TV Sergipe is a Brazilian television station based in Aracaju, capital of the state of Sergipe. It operates on channel 4 (33 digital UHF) and is affiliated to TV Globo. It belongs to the Sergipe Communication Group, owned by Lourdes Franco, also responsible for FM Sergipe. His brother-in-law, Walter Franco, is also responsible for TV Atalaia, however there are no links between the two stations.

==History==
In the early 1960s, Irineu Fontes, a radio salesman, travels to São Paulo to see the impact of television on locals. Upon returning to Aracaju, he held talks with the mayor of the time, Godofredo Diniz, who was interested in finding money for the first television antenna in the state. A relay station was installed at Morro do Urubu, but the reception of the signal coming from Recife's TV Jornal was precarious, coming at a low power.

Earlier, in 1959, later TV Excelsior staff member Nairson Menezes set up a campaign for the implementation of a television station in Sergipe, which failed. Upon returning to Sergipe later in the 60s, he finds a partnership with businessman Francisco Pimentel Franco. The station became the first to have equipment manufactured in Brazil, with Maxwell providing its equipment. In 1967, a test broadcast was conducted, followed by a three-month authorization in 1968. Further experimental broadcasts included the Apollo 11 moon landings and Brazil's win at the 1970 FIFA World Cup.

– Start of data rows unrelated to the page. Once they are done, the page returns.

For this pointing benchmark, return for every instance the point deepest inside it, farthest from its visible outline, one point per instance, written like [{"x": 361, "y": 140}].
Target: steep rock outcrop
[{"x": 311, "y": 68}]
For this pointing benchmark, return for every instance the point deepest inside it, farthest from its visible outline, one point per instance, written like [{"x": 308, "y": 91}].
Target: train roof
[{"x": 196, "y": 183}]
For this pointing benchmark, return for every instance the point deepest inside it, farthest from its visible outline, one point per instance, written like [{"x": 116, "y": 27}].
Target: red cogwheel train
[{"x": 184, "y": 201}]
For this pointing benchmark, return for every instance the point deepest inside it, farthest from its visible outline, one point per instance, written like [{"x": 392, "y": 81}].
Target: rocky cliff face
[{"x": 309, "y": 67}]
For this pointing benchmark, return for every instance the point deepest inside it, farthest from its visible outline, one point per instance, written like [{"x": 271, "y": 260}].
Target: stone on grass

On May 12, 1971, Rádio e Televisão de Sergipe made definitive test broadcasts, with local programming and documentaries provided by the French and German embassies. On November 15, 1971, TV Sergipe started its regular broadcasts as a TV Tupi affiliate. The station opened in the late afternoon and closed at around midnight. In addition to local programming there was also news and filmed content. The later arrival of videotape allowed the station to broadcast programs and telenovelas that were being broadcast in the southern states.

On October 6, 1973, TV Sergipe leaves Rede Tupi and joins TV Globo. Tupi recouped its lost affiliation in 1975 when TV Atalaia signed on. However, Globo noticed that after becoming its affiliate, the station was still operating in an amateurish fashion, with old equipment. Facing these problems, and in order to invest in the arrival of new equipment, the station is sold to TV Aratu, who had an ambitious plan: forming a regional television network. Aratu's plan backfired and the station was later sold to the Franco family.

On August 31, 2017, it was announced that Rede Integração, responsible for the management of several Globo affiliates in Minas Gerais, including the station in the city of Uberlândia where the company is headquartered, was trading 49% of the shares of Rádio Televisão de Sergipe, responsible for TV Sergipe and its co-sister FM Sergipe, for an estimated value of R$48,000,000 (forty-eight million reais). Given the administrative problems that have occurred in recent years, in addition to the dismissal of professionals, the intention to sell the group was already expressed by the station's owner, Albano Franco. However, Lourdes Franco, widow of the station's former partner, Augusto César Franco and owner of 50% of the shares, had preference in the event of the group's sale. On December 4, the 50% that belonged to Albano Franco was sold to Lourdes, who together with her daughter Carolina Franco became owners of TV Sergipe and FM Sergipe.

==Branding==
The first logo, a cangaceiro inside a stylized 4, was created by Antônio Nóia but never made it on air. The one that was adopted was a sort of flower, created out of three combined Ss, with RGB coloring. On March 1, 2010, with the start of HD broadcasts, the logo was replaced by Globo's 2008 sphere with two Ss in the colored texture of the network's logo. The rebrand process led by Wadson Rodrigues started in July 2009. There were two possible logos, the first being the new version of the extant logo, rebadged, and the second being the new concept that was approved.

==Technical information==

| Virtual channel | Digital channel | Screen | Content |
|---|---|---|---|
| 4.1 | 33 UHF | 1080i | TV Sergipe/Globo's main schedule |

===Analog-to-digital conversion===
Based on the federal decree transitioning Brazilian TV stations from analog to digital signals, TV Sergipe, as well as the other stations in Aracaju, ceased broadcasting on VHF channel 4 on May 30, 2018, following the official ANATEL roadmap.